How to Check Loading Time of Website using Python

Website loading time is a crucial performance metric. In Python, we can measure how long a website takes to respond by recording timestamps before and after making an HTTP request. This involves using the requests module for web requests and the time module for timing measurements.

Basic Approach

The concept is simple: record the time before making a request, send the request, then calculate the difference. Here's the basic implementation ?

import requests
import time

url = "https://www.tutorialspoint.com"
start_time = time.time()
response = requests.get(url)
end_time = time.time()
loading_time = end_time - start_time

print(f"Loading time for {url}: {loading_time:.3f} seconds")
print(f"Status code: {response.status_code}")
Loading time for https://www.tutorialspoint.com: 0.480 seconds
Status code: 200

FunctionBased Implementation

Creating a reusable function makes it easier to test multiple websites ?

import requests
import time

def measure_loading_time(url):
    try:
        start_time = time.time()
        response = requests.get(url, timeout=10)
        end_time = time.time()
        loading_time = end_time - start_time
        
        return {
            'url': url,
            'loading_time': round(loading_time, 3),
            'status_code': response.status_code,
            'success': True
        }
    except requests.RequestException as e:
        return {
            'url': url,
            'error': str(e),
            'success': False
        }

# Test multiple websites
websites = [
    "https://www.google.com",
    "https://www.github.com",
    "https://www.stackoverflow.com"
]

for site in websites:
    result = measure_loading_time(site)
    if result['success']:
        print(f"{result['url']}: {result['loading_time']}s (Status: {result['status_code']})")
    else:
        print(f"{result['url']}: Failed - {result['error']}")
https://www.google.com: 0.337s (Status: 200)
https://www.github.com: 0.421s (Status: 200)
https://www.stackoverflow.com: 0.389s (Status: 200)

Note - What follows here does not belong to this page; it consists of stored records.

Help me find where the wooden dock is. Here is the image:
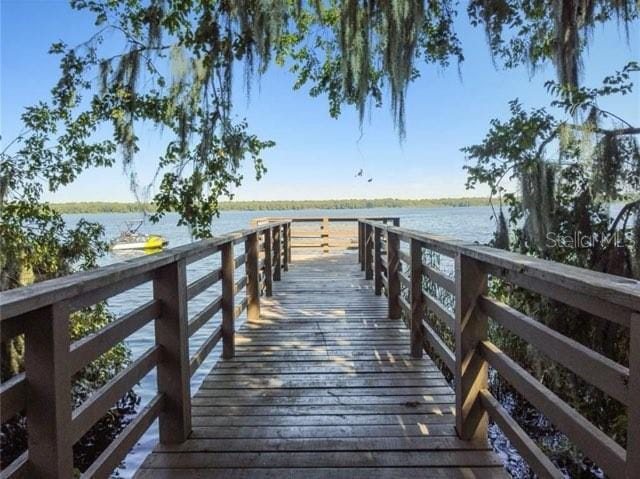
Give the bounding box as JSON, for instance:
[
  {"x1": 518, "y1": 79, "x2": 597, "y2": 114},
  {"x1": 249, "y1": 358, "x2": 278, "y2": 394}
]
[
  {"x1": 136, "y1": 253, "x2": 508, "y2": 479},
  {"x1": 0, "y1": 217, "x2": 640, "y2": 479}
]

Advanced Timing with Multiple Measurements

For more accurate results, taking multiple measurements and calculating averages helps account for network fluctuations ?

import requests
import time
import statistics

def benchmark_website(url, iterations=3):
    loading_times = []
    
    for i in range(iterations):
        try:
            start_time = time.time()
            response = requests.get(url, timeout=10)
            end_time = time.time()
            loading_times.append(end_time - start_time)
            print(f"Attempt {i+1}: {loading_times[-1]:.3f}s")
        except requests.RequestException as e:
            print(f"Attempt {i+1}: Failed - {e}")
            return None
    
    if loading_times:
        avg_time = statistics.mean(loading_times)
        min_time = min(loading_times)
        max_time = max(loading_times)
        
        return {
            'average': round(avg_time, 3),
            'minimum': round(min_time, 3),
            'maximum': round(max_time, 3),
            'all_times': [round(t, 3) for t in loading_times]
        }
    return None

# Benchmark a website
url = "https://www.tutorialspoint.com"
results = benchmark_website(url, iterations=3)

if results:
    print(f"\nBenchmark Results for {url}:")
    print(f"Average: {results['average']}s")
    print(f"Fastest: {results['minimum']}s")
    print(f"Slowest: {results['maximum']}s")
Attempt 1: 0.456s
Attempt 2: 0.423s
Attempt 3: 0.467s

Benchmark Results for https://www.tutorialspoint.com:
Average: 0.449s
Fastest: 0.423s
Slowest: 0.467s

Key Considerations

Factor Impact Solution
Network latency Affects all measurements Multiple tests, average results
Server load Variable response times Test at different times
Connection timeouts Failed requests Set reasonable timeout values
Cache effects Faster subsequent requests Clear cache or test different URLs

Conclusion

Measuring website loading time in Python is straightforward using requests and time modules. For accurate results, take multiple measurements and handle exceptions properly. This technique is useful for performance monitoring and comparing different websites or servers.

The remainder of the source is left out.